Lo schema, come sempre, è semplice: il capo di una grande impresa lavora in incognito per una settimana nella propria azienda, come se fosse un nuovo e inesperto dipendente, ruotando tra varie mansioni e diversi luoghi (stabilimenti, distribuzione, negozi) per farsi un’idea di come vadano le cose e soprattutto interagendo con vari dipendenti e seguito da un troupe televisiva che finge di girare un documentario. Le martellate di emotività sono date dal rapporto che il boss in incognito stabilisce con quei 3-4 dipendenti che lo affiancano di volta in volta nelle nuove mansioni e che vengono spinti a raccontarsi, a confidare le proprie difficoltà, economiche e personali, a narrare la propria storia. Alla fine della settimana il boss convoca in direzione i dipendenti conosciuti e svela la propria identità, giudicando il lavoro e il comportamento di chi ha conosciuto, redarguendo (poco) o lodando gli attoniti dipendenti che si accorgono che l’impacciato collega della settimna prima era in realtà il supercapo. Insomma sembrerebbe un programma sulle difficoltà dell’organizzazione del lavoro, sull’impegno, su come alcuni concreti problemi possano essere risolti (un po’, in fondo, come le Cucine da incubo di Ramsay).

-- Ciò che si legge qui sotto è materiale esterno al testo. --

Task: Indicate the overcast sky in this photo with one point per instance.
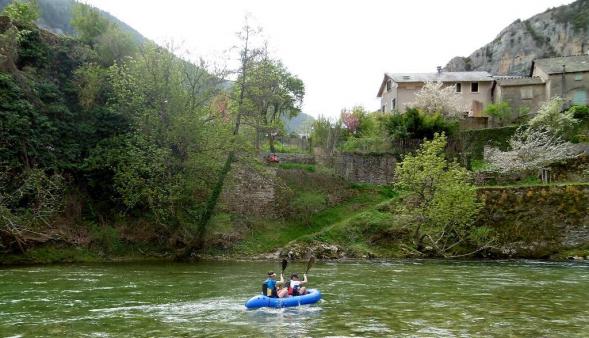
(340, 49)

Si resta però a bocca aperta per gli incontri finali dei boss in incognito con i dipendenti. Il boss regala contratti a tempo indeterminato (ma quindi prima come lavoravano questi operai?), soddisfa l’esigenza di passare da part time a tempo pieno (passaggio che evidentemente il dipendente prima non era riuscito ad avere), promuove a funzioni superiori (e dunque il talento dei dipendenti prima non era valutato efficacemente). Non solo, il boss ormai svelatosi regala viaggi a parchi divertimento per i figli sacrificati del dipendente, paga viaggi di nozze e pranzi di matrimonio, assume mariti o mogli dei dipendenti conosciuti che si trovano in difficoltà. E tutto avviene per puro caso (perché il boss in incognito conosce quel singolo dipendente e non gli altri) e grazie al capo dell’impresa che diventa il vero e proprio deus ex machina della vita di una persona casualmente pescata in azienda.

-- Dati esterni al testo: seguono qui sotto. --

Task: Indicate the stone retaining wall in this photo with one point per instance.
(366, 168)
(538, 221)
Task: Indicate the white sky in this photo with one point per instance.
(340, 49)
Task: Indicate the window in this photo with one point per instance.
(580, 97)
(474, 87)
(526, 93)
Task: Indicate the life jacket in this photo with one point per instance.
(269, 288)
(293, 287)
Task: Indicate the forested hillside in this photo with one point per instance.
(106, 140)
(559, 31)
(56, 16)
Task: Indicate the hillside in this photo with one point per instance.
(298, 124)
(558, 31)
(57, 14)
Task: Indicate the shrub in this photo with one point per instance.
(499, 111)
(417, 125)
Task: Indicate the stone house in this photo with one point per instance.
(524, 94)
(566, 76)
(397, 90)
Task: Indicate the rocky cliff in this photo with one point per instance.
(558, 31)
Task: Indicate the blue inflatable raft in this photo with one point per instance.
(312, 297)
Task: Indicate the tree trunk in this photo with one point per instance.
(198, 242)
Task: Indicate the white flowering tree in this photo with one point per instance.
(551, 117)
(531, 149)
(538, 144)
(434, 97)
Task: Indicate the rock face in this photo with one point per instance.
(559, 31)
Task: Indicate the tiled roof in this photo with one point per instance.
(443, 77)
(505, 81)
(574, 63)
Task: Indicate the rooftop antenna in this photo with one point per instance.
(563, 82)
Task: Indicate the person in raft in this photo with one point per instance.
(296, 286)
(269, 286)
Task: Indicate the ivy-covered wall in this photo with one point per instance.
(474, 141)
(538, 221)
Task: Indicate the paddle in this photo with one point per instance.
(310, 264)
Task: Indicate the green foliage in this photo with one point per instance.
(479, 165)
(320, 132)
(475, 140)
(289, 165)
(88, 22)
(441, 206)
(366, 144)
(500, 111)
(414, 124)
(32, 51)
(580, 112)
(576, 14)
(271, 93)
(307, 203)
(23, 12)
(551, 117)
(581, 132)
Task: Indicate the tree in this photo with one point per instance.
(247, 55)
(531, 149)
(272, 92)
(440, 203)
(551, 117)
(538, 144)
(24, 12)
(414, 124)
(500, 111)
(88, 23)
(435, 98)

Insomma siamo tornati a Charles Dickens, al Canto di Natale, allo Scrooge che tutti speriamo di incontrare a Natale e che ci può aggiustare la vita lavorativa e personale con un atto di munificenza personale, con un benevolo paternalismo, con una lacrima empatica, con una lotteria casuale in cui si vince un contratto a tempo indeterminato e un complimento.

Lo chiedo senza moralismo alcuno: abbiamo ricominciato a leggere così il lavoro e il suo mondo, la ricchezza e la difficoltà, il vincolo sociale, la città alta e quella bassa in cui viviamo tutti insieme? Se è così, mi aspetto anche che il Dickens in incognito esca allo scoperto e ci aiuti a capire e raccontare.